Despite the prodigious R&D, the commercialization of self-driving technology has been delayed because of excessive corner cases, different traffic regulations in different countries, increasing chip computing power requirements, high energy consumption of the system and other impediments. Apart from insurance liability determination and ethical issues related to the trolley problem, technical barriers alone pose a challenge great enough to delay the commercialization of L4+ self-driving systems until after 2030. To date, quite a lot of self-driving technology startups have run out of capital and started to exit the market one after the other just like EV startups. However, if we shift from the perspective of automakers (business interests) to the goals of "ameliorating traffic congestion and improving road safety" for a new urban landscape in the future, "driving autonomy" is obviously not the only solution. What we need is to accelerate the schedule for autonomous vehicles to hit the road through comprehensive planning that entails the IVICS.
Traffic congestion and traffic accidents are due to political and economic factors such as insufficient road construction, but there are greater causes, including dangerous driving of human drivers, vulnerable road users (pedestrians, bicyclists, pensioners, the disabled, pregnant women, and children), failure to transmit information on dynamic traffic conditions in real time, lack of dynamic adjustment of traffic signal systems, poor management of commercial vehicle fleets, inadequate road maintenance, absence of timely emergency rescue, and other problems. To solve these problems, it is necessary to define five functional areas:
- Vehicle safety and control technology
- Real-time traffic control and message transmission
- Road operation services (including bus scheduling, electronic toll collection, etc.)

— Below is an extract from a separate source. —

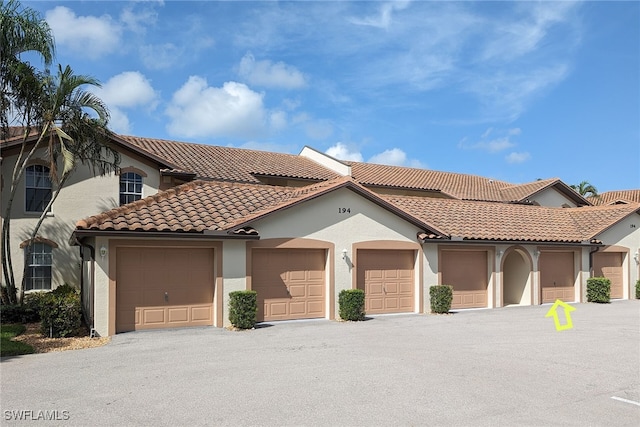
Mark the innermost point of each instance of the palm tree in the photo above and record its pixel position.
(72, 124)
(22, 30)
(585, 189)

- Pedestrian and non-motorized vehicle safety services
- Emergency rescue services
The above functional areas are underpinned by four technologies: C-V2X, big data, cloud computing, and AI. Thanks to the synergy of people, vehicles, roads, networks and clouds, real-time road data collected by cameras and sensors installed at traffic signals and streetlights along the road can help car users and pedestrians significantly improve road safety. In the functional area of "vehicle safety and control technology," for example, the self-driving system, currently faced with numerous technical hurdles, can make up for the weaknesses of corner cases and chip computing power by using real-time information from the edge computing-based traffic facilities to enhance driving safety. Right now, China is the most active country in promoting vehicle-infrastructure collaboration platforms. Beijing section of the Jingxiong Expressway has just been fully covered with 5G networks for a 27-km stretch, with a base station set up every 600m on average. Moreover, Beijing Mobile has introduced big data and AI analysis to provide highway supervisory units with sufficient data for monitoring, scheduling, and decision making. Even though there are no autonomous vehicles on the expressway and the road conditions are not as complicated and changeable as those on urban roads, China has officially inaugurated the era of vehicle-infrastructure collaboration. We have every reason to believe that the construction of relevant infrastructure will pick up speed in major cities in China, and that China will reap the fruits of the vehicle-road synergy program it has tirelessly deployed across the country since a few years ago.
That said, do advanced countries like some European countries, the U.S., and Japan not have similar plans? If governments do not have a long-term comprehensive strategy for future urban development, the huge investment in transportation infrastructure is unlikely to be felt by road users in the short term. In ten years, powerful countries will no longer merely compete in the automobile industry per se, but rather, the competition will be about smooth traffic flow and improved driving safety brought about by technology, as well as resultant urban reengineering projects.